The amnesty also covered certain persons involved in Islamist militant and terrorist activities.

Persons implicated in mass killings, rapes, or bomb attacks in public places were not eligible for amnesty.

While the state of emergency law implemented in 1992 remained in effect during the year, the government concentrated its enforcement on the provisions restricting assembly and association.

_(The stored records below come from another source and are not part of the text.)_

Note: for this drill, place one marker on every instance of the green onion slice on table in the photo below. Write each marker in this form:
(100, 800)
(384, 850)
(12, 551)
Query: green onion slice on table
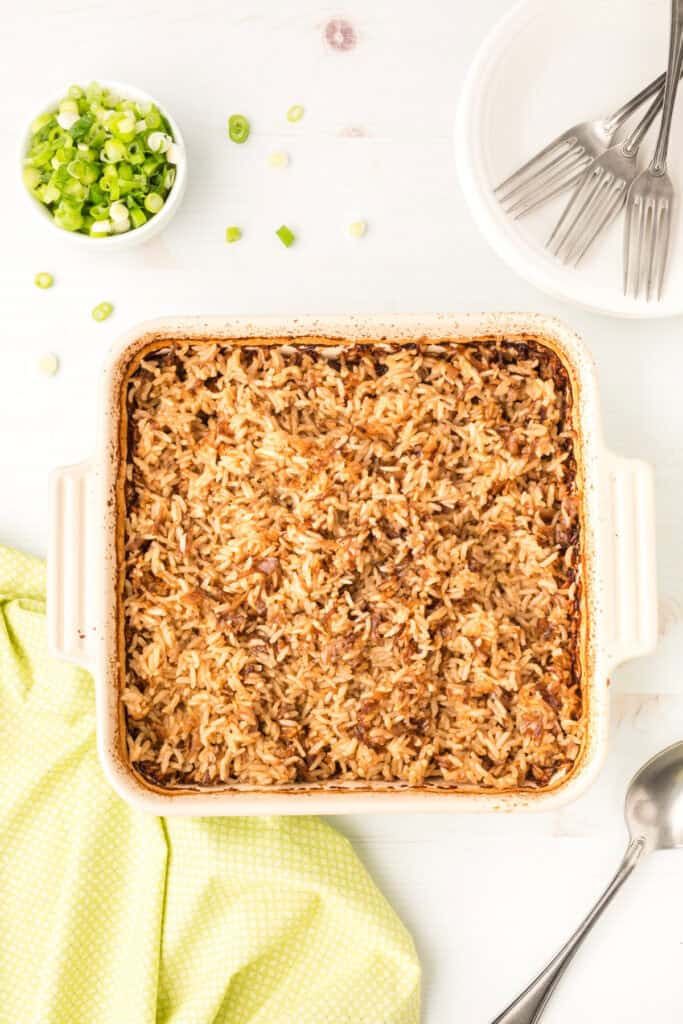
(239, 128)
(286, 236)
(102, 311)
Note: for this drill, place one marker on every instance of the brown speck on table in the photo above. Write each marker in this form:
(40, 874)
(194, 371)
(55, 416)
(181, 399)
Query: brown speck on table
(353, 131)
(340, 35)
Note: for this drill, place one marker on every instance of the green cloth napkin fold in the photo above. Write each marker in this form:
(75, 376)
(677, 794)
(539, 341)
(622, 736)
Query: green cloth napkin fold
(109, 915)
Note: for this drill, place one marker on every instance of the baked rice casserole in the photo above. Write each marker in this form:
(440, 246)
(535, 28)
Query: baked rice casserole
(351, 564)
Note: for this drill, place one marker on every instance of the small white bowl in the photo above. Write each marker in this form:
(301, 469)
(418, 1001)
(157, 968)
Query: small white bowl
(136, 236)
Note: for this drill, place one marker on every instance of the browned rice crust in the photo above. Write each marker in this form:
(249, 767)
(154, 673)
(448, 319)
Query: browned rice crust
(352, 563)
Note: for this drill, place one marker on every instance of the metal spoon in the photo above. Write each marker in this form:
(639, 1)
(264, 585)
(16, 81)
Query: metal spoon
(654, 819)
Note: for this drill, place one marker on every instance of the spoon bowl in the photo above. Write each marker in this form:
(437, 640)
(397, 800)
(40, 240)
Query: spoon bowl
(653, 810)
(654, 801)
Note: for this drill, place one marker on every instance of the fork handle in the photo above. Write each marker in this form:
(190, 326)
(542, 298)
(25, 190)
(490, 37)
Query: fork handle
(621, 116)
(633, 141)
(658, 164)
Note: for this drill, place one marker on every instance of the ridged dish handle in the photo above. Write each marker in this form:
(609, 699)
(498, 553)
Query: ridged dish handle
(72, 619)
(629, 546)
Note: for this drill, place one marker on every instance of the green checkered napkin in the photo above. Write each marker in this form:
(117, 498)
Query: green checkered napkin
(109, 915)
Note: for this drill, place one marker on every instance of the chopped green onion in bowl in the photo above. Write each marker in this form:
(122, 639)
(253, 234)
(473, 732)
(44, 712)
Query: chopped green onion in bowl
(286, 236)
(239, 128)
(102, 311)
(101, 165)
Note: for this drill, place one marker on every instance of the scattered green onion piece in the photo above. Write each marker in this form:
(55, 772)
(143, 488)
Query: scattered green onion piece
(48, 365)
(239, 128)
(153, 203)
(356, 228)
(102, 311)
(286, 236)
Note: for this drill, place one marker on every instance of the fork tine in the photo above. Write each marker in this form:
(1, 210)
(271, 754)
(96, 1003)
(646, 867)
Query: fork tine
(636, 245)
(663, 217)
(545, 190)
(550, 168)
(591, 218)
(646, 247)
(566, 212)
(574, 211)
(522, 208)
(626, 252)
(561, 140)
(612, 207)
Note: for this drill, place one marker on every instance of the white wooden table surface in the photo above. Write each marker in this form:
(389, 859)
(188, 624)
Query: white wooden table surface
(487, 899)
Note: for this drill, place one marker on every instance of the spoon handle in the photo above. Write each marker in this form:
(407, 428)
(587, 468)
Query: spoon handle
(528, 1007)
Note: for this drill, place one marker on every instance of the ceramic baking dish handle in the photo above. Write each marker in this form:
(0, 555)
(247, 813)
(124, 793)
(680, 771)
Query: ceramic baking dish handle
(72, 626)
(629, 546)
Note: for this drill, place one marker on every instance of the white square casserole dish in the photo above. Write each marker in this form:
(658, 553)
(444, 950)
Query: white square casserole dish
(619, 619)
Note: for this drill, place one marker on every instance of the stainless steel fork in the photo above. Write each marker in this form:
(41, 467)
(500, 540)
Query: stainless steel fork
(600, 195)
(650, 199)
(560, 164)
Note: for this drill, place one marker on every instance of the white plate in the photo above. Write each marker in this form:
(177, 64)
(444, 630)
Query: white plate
(545, 67)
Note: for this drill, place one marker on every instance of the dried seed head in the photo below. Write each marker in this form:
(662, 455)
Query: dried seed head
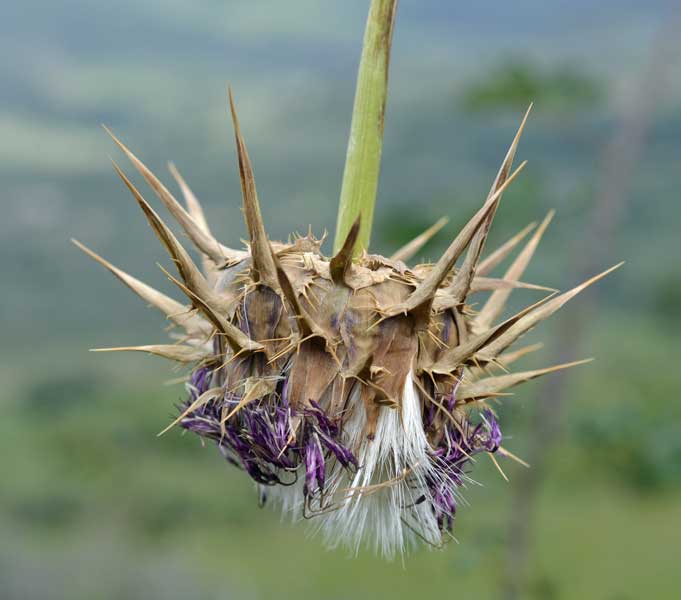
(351, 391)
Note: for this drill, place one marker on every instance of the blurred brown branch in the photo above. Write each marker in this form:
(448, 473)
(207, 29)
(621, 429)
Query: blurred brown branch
(595, 249)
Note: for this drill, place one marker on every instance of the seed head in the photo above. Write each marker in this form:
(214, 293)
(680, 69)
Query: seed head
(354, 392)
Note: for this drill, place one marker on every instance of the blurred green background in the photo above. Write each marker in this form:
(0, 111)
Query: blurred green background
(94, 505)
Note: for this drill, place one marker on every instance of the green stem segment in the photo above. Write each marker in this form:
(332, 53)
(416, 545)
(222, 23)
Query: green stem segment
(363, 158)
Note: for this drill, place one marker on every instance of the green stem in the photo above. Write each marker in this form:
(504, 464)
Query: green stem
(363, 158)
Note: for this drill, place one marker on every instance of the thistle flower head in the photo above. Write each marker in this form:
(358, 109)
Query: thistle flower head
(353, 392)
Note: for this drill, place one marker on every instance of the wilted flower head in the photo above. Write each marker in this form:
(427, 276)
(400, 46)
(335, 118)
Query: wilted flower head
(353, 392)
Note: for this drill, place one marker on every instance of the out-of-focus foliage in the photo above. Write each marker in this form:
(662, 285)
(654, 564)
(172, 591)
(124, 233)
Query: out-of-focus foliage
(513, 85)
(94, 506)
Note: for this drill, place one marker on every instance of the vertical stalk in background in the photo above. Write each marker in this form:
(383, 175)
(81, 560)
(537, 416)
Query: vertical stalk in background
(363, 158)
(610, 206)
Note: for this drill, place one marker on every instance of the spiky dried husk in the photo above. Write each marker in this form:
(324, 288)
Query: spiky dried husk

Principal human rights problems included restrictions on freedom of assembly and association, which significantly impaired political party activities and limited citizens' ability to change the government peacefully through elections. Failures to account for persons who disappeared in the 1990s and to address the demands of victims' families remained problematic.

There were reports of official impunity, overuse of pretrial detention, poor prison conditions, abuse of prisoners, and lack of judicial independence.

Information on terrorism-related violence in the country was difficult to verify independently.

The Ministry of Interior sporadically released information concerning the total number of terrorist, civilian, and security force deaths.

These numbers represent a decrease from the 804 deaths reported in 2009.

Most terrorist attacks during the year were attributed to the terrorist group al-Qaida in the Islamic Maghreb (AQIM), which emerged in 2007 after the Salafist Group for Preaching and Combat allied itself with al-Qaida in 2006. For example, on April 4, a terrorist attack killed seven communal guards in the eastern province of Bejaia.

In previous years the government attributed 10,000 disappearances to terrorist kidnappings and murder.

NGOs reported that security forces in the past played a role in the disappearances of approximately 8,000 persons.

Many of the disappearances in the 1990s were in later years attributed to the security forces; however, the government did not prosecute security force personnel, and there was no evidence that the government investigated cases it acknowledged security forces caused.